Lula discute sucessão de Barroso com ministros do STF

Encontro reservado busca acelerar escolha para vaga na Corte
Por: Brado Jornal 15.out.2025 às 10h13
Lula discute sucessão de Barroso com ministros do STF
Antônio Cruz/Agência Brasil
O presidente Luiz Inácio Lula da Silva realizou, na noite de terça-feira (14), um encontro sigiloso no Palácio da Alvorada com diversos integrantes do Supremo Tribunal Federal (STF). O foco principal da conversa foi a escolha do sucessor para a vaga deixada pelo ministro Luís Roberto Barroso, cuja aposentadoria se efetiva no próximo sábado (18). Auxiliares do governo pressionam para que a decisão ocorra ainda nesta semana, evitando prolongadas disputas internas no Executivo e no campo progressista.

Entre os presentes, destacaram-se os ministros Gilmar Mendes, Alexandre de Moraes, Flávio Dino e Cristiano Zanin, além de Ricardo Lewandowski, atual titular da pasta da Justiça. Antes do jantar com os magistrados, Lula despachou com Jorge Messias, chefe da Advocacia-Geral da União (AGU) e principal nome na preferência presidencial para ocupar o posto na Suprema Corte. Essa reunião prévia não figurou na agenda oficial, assim como o próprio encontro noturno.

A saída antecipada de Barroso, anunciada na quinta-feira (9), representa a terceira indicação de Lula ao STF em seu mandato atual. Ao longo de seus três governos, o petista terá preenchido todas as 11 cadeiras da Corte. A pressa na definição visa mitigar tensões políticas, especialmente com o Senado, onde o indicado precisará passar por sabatina na Comissão de Constituição e Justiça e aprovação em plenário.

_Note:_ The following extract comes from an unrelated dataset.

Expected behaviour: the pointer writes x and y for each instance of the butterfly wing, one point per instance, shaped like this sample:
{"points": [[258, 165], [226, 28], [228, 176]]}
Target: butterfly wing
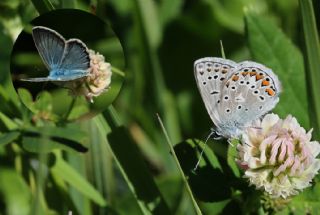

Gilmar Mendes, decano da Corte e participante da reunião, defende outro candidato: o ex-presidente do Senado Rodrigo Pacheco (PSD-MG). Correndo por fora, aparecem nomes como o ministro do Tribunal de Contas da União (TCU) Bruno Dantas e o corregedor-geral da União Vinícius Carvalho. Há, ainda, apelos para que Lula opte por uma mulher, com Daniela Teixeira, do Superior Tribunal de Justiça (STJ), como alternativa forte nessa linha. A cantora Anitta, por exemplo, manifestou publicamente o desejo de que a escolha recaia sobre uma jurista feminina.

Durante viagem à Itália, concluída na segunda-feira, Lula comentou o tema ao ser questionado por jornalistas. "Acho que o Brasil tem uma coisa muito interessante. As pessoas acham que podem decidir pelo governo. Indicar ministro do STF é uma tarefa eminentemente do presidente da República", declarou. Ele acrescentou que esperava o pedido de aposentadoria de Barroso, mas não com tamanha celeridade, e planeja consultar aliados governistas antes de bater o martelo.

A indicação rápida contrasta com escolhas anteriores de Lula, como a de Flávio Dino para a vaga de Rosa Weber, que levou 59 dias, ou a de Cristiano Zanin, que demandou 51 dias. Analistas apontam que Barroso, conhecido por pautas progressistas como o apoio ao casamento homoafetivo e aos direitos das mulheres, deixa um legado que pode influenciar o perfil do substituto, impactando deliberações futuras na Corte.